Torchvision

Latest version: v0.18.0

Safety actively analyzes 630254 Python packages for vulnerabilities to keep your Python projects secure.

Page 17 of 23

0.16.1

This is a minor release that only contains bug-fixes

Bug Fixes

* [models] Fix download of efficientnet weights (8036)
* [transforms] Fix v2 transforms in spawn multi-processing context (8067)

0.16.0

Highlights

[BETA] Transforms and augmentations

![sphx_glr_plot_transforms_getting_started_004](https://github.com/pytorch/vision/assets/1190450/fc42eabe-d3fe-40c1-8365-2177e389521b)

Major speedups

The new transforms in `torchvision.transforms.v2` support image classification, segmentation, detection, and video tasks. They are now [10%-40% faster](https://github.com/pytorch/vision/issues/7497#issuecomment-1557478635) than before! This is mostly achieved thanks to 2X-4X improvements made to `v2.Resize()`, which now supports native `uint8` tensors for Bilinear and Bicubic mode. Output results are also now closer to PIL's! Check out our [performance recommendations](https://pytorch.org/vision/stable/transforms.html#performance-considerations) to learn more.

Additionally, `torchvision` now ships with `libjpeg-turbo` instead of `libjpeg`, which should significantly speed-up the jpeg decoding utilities ([`read_image`](https://pytorch.org/vision/stable/generated/torchvision.io.read_image.html#torchvision.io.read_image), [`decode_jpeg`](https://pytorch.org/vision/stable/generated/torchvision.io.read_image.html#torchvision.io.decode_jpeg)), and avoid compatibility issues with PIL.

CutMix and MixUp

Long-awaited support for the `CutMix` and `MixUp` augmentations is now here! Check [our tutorial](https://pytorch.org/vision/stable/auto_examples/transforms/plot_cutmix_mixup.html#sphx-glr-auto-examples-transforms-plot-cutmix-mixup-py) to learn how to use them.

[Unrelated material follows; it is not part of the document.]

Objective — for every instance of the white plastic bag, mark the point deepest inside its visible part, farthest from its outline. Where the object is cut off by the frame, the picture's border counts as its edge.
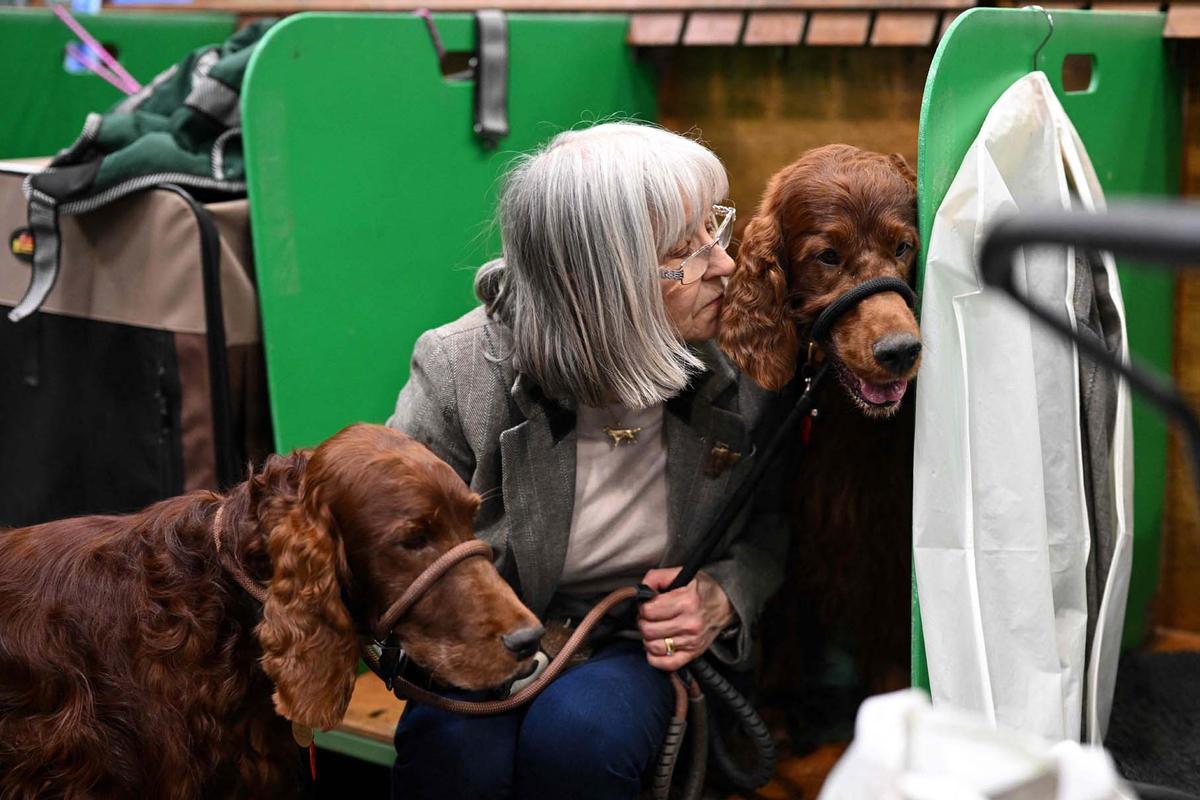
(1001, 529)
(904, 750)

Towards stable V2 transforms

In the [previous release 0.15](https://github.com/pytorch/vision/releases/tag/v0.15.1) we BETA-released a new set of transforms in `torchvision.transforms.v2` with native support for tasks like segmentation, detection, or videos. We have now stabilized the design decisions of these transforms and made further improvements in terms of speedups, usability, new transforms support, etc.

We're keeping the `torchvision.transforms.v2` and `torchvision.tv_tensors` namespaces as BETA until 0.17 out of precaution, but we do not expect disruptive API changes in the future.

Whether you’re new to Torchvision transforms, or you’re already experienced with them, we encourage you to start with [Getting started with transforms v2](https://pytorch.org/vision/stable/auto_examples/transforms/plot_transforms_getting_started.html#sphx-glr-auto-examples-transforms-plot-transforms-getting-started-py) in order to learn more about what can be done with the new v2 transforms.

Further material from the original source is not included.